The interest for IAM is not in the authentication side of things; shared access blogs, authenticated comments, and so on are all commonplace. There are two issues that immediately come to mind Firstly, the question of how controlled such new media are, and how an institution can protect its reputation. The LSE, where I worked until recently, was embroiled in controversy over just this issue earlier in 2011. Of course, universities have been embarrassed by the utterances of their staff for many years; people  don't need a blog in order to say controversial things. But it is becoming harder to even keep track of the places where an institution needs to check to find out what those who are affiliated to it are saying in public. After all, a director doesn't want to discover a budding problem only when a tabloid reporter contacts them.

The second issue is one of authenticity. How is it possible to be sure that a blogger is really the person you think he or she is? Linking published journal articles to individuals is hard enough, without having to manage every staff member's personal blog or blogs - hence the ongoing Names project. This is an issue which is only going to become more difficult.

Semantic Applications


This technology is about the intelligent use of material from online sources, usually the open Internet but possibly including protected content, to make connections between items of data automatically, without intervention from human researchers. (This is also, and perhaps better, known as Linked Data.) This may not seem to have any identity component whatsoever, but in fact there are two issues: data provenance (ownership and authenticity), as discussed above, and allowing access for the intelligent applications to closed content. The second of these is a technical issue, and should be readily soluble in the timescale suggested for the adoption of semantic technology, two or three years.

It's fairly clear that many of the promoters of Linked Data are not keen on the use of closed content, but there is no particular reason why (parts of) the data processed need to be accessible to everybody on the Internet; obviously the ability to use it for widespread  use will be compromised, but that may well be considered a small price to pay (see also the entry on the topic in the Structured Dynamics Linked Data FAQ).

Thursday 22 September 2011

Identity and Access Management and the Technology Outlook for UK Tertiary Education 2011-2016 (Part One)

Last week, the NMC Horizon project published its report, Technology Outlook for UK Tertiary Education 2011-2016: An NMC Horizon Report Regional Analysis, produced in collaboration with CETIS and UKOLN. The last ten years have seen massive changes in the ways in which UK tertiary education institutions handle authentication, identity, and access controls, and I would like to take a look at each of the technologies it mentions and discuss whether their adoption will force or encourage further change.

The report groups technologies into three groups of four, the first group being those which are imminent (time to adoption one year or less), then those which are likely to be adopted in two to three years, and finally those which the contributors to the report expect to be adopted in four to five years.
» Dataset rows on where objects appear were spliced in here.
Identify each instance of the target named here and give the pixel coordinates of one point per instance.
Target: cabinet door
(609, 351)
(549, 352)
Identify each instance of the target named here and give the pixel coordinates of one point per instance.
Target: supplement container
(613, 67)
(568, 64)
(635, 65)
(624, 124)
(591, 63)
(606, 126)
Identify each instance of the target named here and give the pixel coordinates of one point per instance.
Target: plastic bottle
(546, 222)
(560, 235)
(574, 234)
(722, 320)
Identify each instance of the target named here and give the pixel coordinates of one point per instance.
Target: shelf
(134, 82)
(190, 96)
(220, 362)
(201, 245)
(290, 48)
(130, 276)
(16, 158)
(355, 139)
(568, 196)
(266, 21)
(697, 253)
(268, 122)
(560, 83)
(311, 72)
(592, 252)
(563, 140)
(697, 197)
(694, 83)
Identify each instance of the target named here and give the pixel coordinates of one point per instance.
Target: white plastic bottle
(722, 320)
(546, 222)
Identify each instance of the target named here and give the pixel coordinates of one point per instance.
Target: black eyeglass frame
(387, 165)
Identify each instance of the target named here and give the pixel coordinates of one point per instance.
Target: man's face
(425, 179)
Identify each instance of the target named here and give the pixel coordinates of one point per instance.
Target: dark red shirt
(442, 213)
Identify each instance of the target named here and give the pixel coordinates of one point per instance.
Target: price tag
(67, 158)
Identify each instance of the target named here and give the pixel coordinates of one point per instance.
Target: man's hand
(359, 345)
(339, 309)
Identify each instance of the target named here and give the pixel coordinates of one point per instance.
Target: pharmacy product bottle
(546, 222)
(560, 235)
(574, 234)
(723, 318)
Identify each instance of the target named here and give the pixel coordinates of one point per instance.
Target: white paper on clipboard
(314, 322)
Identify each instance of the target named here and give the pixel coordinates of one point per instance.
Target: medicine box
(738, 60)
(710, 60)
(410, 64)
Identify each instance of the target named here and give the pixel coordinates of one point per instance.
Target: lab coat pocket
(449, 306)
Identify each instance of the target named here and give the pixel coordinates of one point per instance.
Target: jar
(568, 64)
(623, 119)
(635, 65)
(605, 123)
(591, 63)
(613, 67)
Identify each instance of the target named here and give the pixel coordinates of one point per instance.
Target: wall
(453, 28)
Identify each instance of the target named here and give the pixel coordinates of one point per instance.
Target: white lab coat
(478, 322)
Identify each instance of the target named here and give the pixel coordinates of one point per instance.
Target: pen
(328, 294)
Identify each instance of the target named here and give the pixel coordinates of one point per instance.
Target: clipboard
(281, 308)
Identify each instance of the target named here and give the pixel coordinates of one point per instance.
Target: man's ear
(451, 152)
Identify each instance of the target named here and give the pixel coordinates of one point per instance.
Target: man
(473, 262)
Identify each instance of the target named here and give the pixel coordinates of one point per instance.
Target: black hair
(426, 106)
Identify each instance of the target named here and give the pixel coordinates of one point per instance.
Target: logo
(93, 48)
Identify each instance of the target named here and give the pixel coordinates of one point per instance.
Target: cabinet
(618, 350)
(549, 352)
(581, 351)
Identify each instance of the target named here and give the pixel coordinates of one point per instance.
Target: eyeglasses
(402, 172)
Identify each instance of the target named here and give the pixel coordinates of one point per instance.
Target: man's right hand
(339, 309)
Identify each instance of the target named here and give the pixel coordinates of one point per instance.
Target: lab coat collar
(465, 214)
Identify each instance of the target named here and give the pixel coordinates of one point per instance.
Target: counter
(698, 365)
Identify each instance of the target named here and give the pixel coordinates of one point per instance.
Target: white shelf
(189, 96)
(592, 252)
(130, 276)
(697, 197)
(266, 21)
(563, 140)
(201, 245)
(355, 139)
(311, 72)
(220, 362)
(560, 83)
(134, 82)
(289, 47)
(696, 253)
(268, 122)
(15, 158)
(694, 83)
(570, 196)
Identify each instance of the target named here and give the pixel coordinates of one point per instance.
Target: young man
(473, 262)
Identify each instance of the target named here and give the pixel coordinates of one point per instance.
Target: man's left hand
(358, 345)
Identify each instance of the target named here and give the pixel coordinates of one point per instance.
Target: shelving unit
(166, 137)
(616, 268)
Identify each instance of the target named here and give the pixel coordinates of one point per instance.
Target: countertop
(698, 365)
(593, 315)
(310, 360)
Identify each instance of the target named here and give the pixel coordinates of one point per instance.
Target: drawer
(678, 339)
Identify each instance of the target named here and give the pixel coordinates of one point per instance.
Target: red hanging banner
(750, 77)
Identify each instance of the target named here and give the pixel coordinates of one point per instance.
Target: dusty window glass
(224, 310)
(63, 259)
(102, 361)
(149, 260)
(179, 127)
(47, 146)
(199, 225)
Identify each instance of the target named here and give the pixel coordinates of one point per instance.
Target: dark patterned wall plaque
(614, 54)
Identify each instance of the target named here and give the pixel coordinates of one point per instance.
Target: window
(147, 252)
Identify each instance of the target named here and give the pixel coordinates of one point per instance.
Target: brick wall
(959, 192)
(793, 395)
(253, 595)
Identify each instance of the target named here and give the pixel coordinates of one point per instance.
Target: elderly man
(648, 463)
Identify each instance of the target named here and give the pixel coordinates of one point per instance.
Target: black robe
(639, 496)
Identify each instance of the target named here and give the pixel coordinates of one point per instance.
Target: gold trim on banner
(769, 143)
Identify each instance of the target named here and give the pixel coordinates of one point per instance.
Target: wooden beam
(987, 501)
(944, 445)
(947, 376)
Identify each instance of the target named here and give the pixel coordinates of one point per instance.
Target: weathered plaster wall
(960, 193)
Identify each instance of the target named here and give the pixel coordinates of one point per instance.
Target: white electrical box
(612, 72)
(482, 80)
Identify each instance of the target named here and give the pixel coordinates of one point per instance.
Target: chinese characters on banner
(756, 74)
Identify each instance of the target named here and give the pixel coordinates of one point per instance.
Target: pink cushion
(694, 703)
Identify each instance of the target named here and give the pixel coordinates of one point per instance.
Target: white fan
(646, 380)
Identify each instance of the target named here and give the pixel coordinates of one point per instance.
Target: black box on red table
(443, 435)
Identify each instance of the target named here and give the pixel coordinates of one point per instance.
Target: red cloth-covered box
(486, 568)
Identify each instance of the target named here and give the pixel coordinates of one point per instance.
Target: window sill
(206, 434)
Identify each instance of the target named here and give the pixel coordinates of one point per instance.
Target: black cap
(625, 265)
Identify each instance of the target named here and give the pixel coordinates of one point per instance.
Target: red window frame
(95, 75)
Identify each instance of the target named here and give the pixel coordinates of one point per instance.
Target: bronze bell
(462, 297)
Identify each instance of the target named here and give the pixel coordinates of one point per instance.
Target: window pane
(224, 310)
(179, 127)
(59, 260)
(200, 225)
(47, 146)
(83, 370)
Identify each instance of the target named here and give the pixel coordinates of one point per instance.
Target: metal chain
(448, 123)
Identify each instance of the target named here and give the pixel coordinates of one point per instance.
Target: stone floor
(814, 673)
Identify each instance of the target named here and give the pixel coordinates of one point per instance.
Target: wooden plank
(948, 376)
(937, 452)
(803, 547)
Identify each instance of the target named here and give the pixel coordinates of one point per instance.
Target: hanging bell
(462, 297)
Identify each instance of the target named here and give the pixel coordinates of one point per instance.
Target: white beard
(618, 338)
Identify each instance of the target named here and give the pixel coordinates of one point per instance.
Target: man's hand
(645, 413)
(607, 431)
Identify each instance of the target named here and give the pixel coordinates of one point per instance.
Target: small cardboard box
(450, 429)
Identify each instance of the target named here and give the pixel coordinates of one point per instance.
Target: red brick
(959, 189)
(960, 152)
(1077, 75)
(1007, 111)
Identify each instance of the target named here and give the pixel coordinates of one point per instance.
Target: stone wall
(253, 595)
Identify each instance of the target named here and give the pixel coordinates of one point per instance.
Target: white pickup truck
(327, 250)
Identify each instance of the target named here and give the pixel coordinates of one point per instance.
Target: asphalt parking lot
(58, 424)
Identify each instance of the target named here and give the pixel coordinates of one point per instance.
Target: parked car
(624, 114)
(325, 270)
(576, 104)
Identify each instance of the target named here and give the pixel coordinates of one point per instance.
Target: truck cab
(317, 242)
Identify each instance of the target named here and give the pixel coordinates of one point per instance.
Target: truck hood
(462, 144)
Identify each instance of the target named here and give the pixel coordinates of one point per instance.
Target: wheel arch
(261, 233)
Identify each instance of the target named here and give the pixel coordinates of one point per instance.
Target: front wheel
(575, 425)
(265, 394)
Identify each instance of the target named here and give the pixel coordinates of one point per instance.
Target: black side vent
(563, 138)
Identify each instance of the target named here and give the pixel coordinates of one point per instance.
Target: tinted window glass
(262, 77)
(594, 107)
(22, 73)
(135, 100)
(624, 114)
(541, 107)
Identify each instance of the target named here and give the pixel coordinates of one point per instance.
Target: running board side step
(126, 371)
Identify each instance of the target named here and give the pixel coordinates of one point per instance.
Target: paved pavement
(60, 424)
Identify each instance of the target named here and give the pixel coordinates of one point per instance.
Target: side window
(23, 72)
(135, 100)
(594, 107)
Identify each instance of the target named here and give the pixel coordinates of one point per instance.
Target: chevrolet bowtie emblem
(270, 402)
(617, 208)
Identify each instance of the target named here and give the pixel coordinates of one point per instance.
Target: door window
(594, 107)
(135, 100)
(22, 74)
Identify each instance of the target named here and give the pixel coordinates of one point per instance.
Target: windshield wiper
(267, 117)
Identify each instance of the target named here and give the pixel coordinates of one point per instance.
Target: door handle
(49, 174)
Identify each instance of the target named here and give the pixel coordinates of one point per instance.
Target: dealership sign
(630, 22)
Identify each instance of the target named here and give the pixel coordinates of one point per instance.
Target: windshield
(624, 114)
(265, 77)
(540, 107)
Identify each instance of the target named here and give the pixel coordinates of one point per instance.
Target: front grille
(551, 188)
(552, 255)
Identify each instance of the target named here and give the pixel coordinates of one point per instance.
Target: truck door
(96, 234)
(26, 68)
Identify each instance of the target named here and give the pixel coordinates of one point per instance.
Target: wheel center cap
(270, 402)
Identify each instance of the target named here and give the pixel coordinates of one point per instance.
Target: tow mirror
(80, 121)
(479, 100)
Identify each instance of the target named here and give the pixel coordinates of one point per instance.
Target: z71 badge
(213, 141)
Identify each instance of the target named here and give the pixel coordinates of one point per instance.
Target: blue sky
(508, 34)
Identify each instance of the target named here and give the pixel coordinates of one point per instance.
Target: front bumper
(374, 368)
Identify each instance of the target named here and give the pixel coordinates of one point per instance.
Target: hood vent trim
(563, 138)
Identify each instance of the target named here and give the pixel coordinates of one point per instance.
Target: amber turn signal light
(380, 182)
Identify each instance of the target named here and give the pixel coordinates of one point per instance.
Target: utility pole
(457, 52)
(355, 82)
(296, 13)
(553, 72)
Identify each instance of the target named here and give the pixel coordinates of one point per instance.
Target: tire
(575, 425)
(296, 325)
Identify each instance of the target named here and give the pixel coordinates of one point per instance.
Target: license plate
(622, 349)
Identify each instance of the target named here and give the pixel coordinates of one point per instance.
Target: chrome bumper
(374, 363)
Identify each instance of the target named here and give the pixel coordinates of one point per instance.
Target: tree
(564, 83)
I will devote a single post to each group of four. This is post one of the three; go to post two, post three.

Cloud Computing


The report describes this as an almost ubiquitous technology. The main access challenges must therefore have been solved, surely?

However, a quick glance at the project links given in the section to relevant initiatives in the sector shows that access to cloud resources is not as simple as it might be. The Bloomsbury Media Cloud requires an email to request the setting up an account, and considers access to be sufficiently difficult to have created a video in its user guide section to show how to access content (and the video itself is hard to access, giving me a 404 not found error when I tried it). "Investigating and applying authentication methods" is one of the objectives of the project, but I would suggest that more work is needed. But that is better than the second link, to Oxford's Flexible Services for the Support of Research which does not exist at all. They really should have employed a more persistent URL: it has moved from a "current research" directory to a "research" directory, here. This is a far less glossy project, more technical in content, as can be seen from the Installation documentation, which describes access control in the following terms:


"Security Groups: users can define groups with access rules indicating what port can be
accessed from which source IP(s). Multiple Virtual Machines (VMs) can then be instantiated and associated to a defined group. In this way, a security group works analogously to a firewall put in front of one or more VM. Crucially, such a 'firewall' is managed directly by the owner of the VM(s)".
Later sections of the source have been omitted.